If (costheta - sin theta) = √2 sin theta then prove that cos theta + sintheta ) =√ 2 costheta.


[CBSE​

Answer 1

Answer:-

Given:-

cos θ - sin θ = √2 sin θ

Squaring both sides we get,

⟹ (cos θ - sin θ)² = (√2 sin θ)²

using (a - b)² = a² + b² - 2ab we get,

⟹ cos² θ + sin² θ - 2 sin θ cos θ = 2 sin² θ

⟹ cos² θ = 2 sin² θ - sin² θ + 2 sin θ cos θ

Now, Adding cos² θ both sides we get,

⟹ cos² θ + cos² θ = sin² θ + cos² θ + 2 sin θ cos θ

using a² + b² + 2ab = (a + b)² in RHS we get,

⟹ 2 cos² θ = (sin θ + cos θ)²

⟹ √(2 cos² θ) = √(sin θ + cos θ)²

Square and root get cancelled both sides.

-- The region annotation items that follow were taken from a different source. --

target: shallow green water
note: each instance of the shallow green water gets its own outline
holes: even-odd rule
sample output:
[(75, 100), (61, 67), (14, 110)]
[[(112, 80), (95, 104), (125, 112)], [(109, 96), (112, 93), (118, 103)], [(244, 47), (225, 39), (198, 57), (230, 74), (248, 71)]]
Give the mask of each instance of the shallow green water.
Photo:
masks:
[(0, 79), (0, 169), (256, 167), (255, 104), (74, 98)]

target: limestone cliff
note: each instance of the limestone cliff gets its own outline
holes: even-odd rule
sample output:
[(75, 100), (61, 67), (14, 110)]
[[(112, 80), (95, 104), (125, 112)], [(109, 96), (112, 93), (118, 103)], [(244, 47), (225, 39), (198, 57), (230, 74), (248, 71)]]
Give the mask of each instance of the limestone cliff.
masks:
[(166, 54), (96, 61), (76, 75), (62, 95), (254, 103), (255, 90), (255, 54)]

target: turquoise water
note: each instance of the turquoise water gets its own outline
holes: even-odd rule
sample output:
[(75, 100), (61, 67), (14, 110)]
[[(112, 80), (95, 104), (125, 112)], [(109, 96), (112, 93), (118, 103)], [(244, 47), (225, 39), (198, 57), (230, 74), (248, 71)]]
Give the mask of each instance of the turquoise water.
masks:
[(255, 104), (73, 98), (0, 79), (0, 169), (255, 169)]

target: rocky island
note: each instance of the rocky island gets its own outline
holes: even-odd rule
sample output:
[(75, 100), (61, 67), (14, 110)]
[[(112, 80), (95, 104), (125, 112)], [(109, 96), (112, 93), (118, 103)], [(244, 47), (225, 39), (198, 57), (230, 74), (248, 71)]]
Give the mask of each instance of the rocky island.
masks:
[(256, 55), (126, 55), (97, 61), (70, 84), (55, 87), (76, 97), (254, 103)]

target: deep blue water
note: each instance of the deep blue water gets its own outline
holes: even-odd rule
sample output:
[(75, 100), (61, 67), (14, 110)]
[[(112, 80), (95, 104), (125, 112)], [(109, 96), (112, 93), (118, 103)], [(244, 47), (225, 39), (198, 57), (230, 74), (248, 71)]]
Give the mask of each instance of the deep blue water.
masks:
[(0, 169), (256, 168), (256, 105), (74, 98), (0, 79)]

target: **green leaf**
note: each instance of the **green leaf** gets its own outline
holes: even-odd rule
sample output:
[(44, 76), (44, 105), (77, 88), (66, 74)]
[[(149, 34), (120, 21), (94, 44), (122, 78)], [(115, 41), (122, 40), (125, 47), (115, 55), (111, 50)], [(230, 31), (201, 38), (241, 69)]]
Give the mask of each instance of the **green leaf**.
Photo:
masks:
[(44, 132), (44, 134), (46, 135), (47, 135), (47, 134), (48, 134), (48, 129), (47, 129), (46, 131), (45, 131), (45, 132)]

⟹ √2 cos θ = sin θ + cos θ

Hence, Proved.

Answer 2

Given :-

If  (cos theta - sin theta) = √2 sin theta

To Find :-

Prove that

(cos theta + sin theta ) = √2 cos theta.

Solution :-

At first we need to square both the sides

$\sf \bigg(cos \theta - sin \theta\bigg)^2 = \sf\bigg(\sqrt{2} \; sin \theta\bigg)^2$

$\sf cos^2 \theta + sin^2 \theta - 2 \; sin \theta \times cos\theta =( \sqrt{2} \; sin\theta)^2$

$\sf cos^2 \theta + sin^2 \theta - 2 \; sin \theta \times cos\theta = 2 \; sin^2\theta$

$\sf cos^2 \theta + cos^2 \theta = sin^2 \theta + cos^2 \theta + 2\; sin \theta\; cos \theta$

$\sf 2(cos^2\theta) = sin^2\theta + cos^2\theta + 2\sin\theta cos\theta$

$\sf 2(cos \theta)^2=sin\theta^2 +cos\theta^2$

$\sf \sqrt{2(cos \theta)^2}=\sqrt{sin\theta^2 +cos\theta^2}$

$\sf\sqrt{2}cos\theta = sin\theta+cos\theta$